Egypt Independent

Coalition formed to counter constitutional amendments



Eleven political parties and a number of political figures and members of the House of Representatives, as well as representatives of civil society organizations, announced the formation of a union to counter attempts to introduce new amendments to the constitution.

Following a meeting held at the Conservative Party headquarters on Monday, the union founders released a statement criticizing the constitutional amendments, describing them as an attempt to undermine the current social balance and undermine building a modern democratic civil state based on the peaceful handover of power, separation of powers, and respect for the constitution and law.

The union will represent a framework to protect and defend the constitution in all peaceful democratic ways, the statement said.

A committee comprising union members has been formed to draw up a plan to counter attempts to destroy the current constitution.

The meeting was attended by a number of public figures, including Abdel Galil Mostafa, George Ishaq, Ahmed al-Boraei, Magdy Abdel Hamid, Mohamed Abdel Alim Dawoud, Talaat Khalil, and Samir Alish. Political parties that took part in the meeting included the Socialist Popular Alliance Party, Tayar al-Karama Party, Egyptian Social Democratic Party, Dostor Party, Reform and Development Party, Freedom Egypt Party, and others.
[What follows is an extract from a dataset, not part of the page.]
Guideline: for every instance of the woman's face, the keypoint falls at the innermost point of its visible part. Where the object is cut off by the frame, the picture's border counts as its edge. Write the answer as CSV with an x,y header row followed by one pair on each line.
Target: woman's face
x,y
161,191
The General Committee of the House of Representatives on Tuesday approved a request to amend the Egyptian constitution and referred it to the General Session for a vote.

Speaker of the House of Representatives Ali Abdul Aal on Sunday referred the request, submitted by more than one-fifth of the parliament members to amend the constitution, to the General Committee for discussion.

The pro-government parliamentary coalition Support Egypt, which controls a majority of 350 seats in the House of Representatives, has proposed the amendments after discussing the matter during a meeting for its political bureau on Sunday.

Coalition head Abdel Hadi al-Qasabi said that that the discussions unanimously agreed on the importance of amending certain constitutional articles. It was proposed to add a new parliamentary chamber under the name of the Senate (formerly known as the Shura Council), a woman quota in the parliament of 25 percent of the members, extending the presidential term in office from 4 to 6 years, and the appointment of one or more deputies to the president.

The 25-30 parliamentary bloc, which includes 16 MPs, announced its rejection to the amendments. At a press conference held at the Nasserite Party headquarters on Monday, 10 members of the party called on President Abdel Fattah al-Sisi to reject it.

Egypt’s 2014 constitution was drafted by a committee that included representatives from different political entities who drafted a constitution that grants more powers to parliament than to the president in a quasi-parliamentary political system.

The 2014 constitution was approved by 98.1 percent of the 20 million people who voted, out of a total of 53 million eligible voters.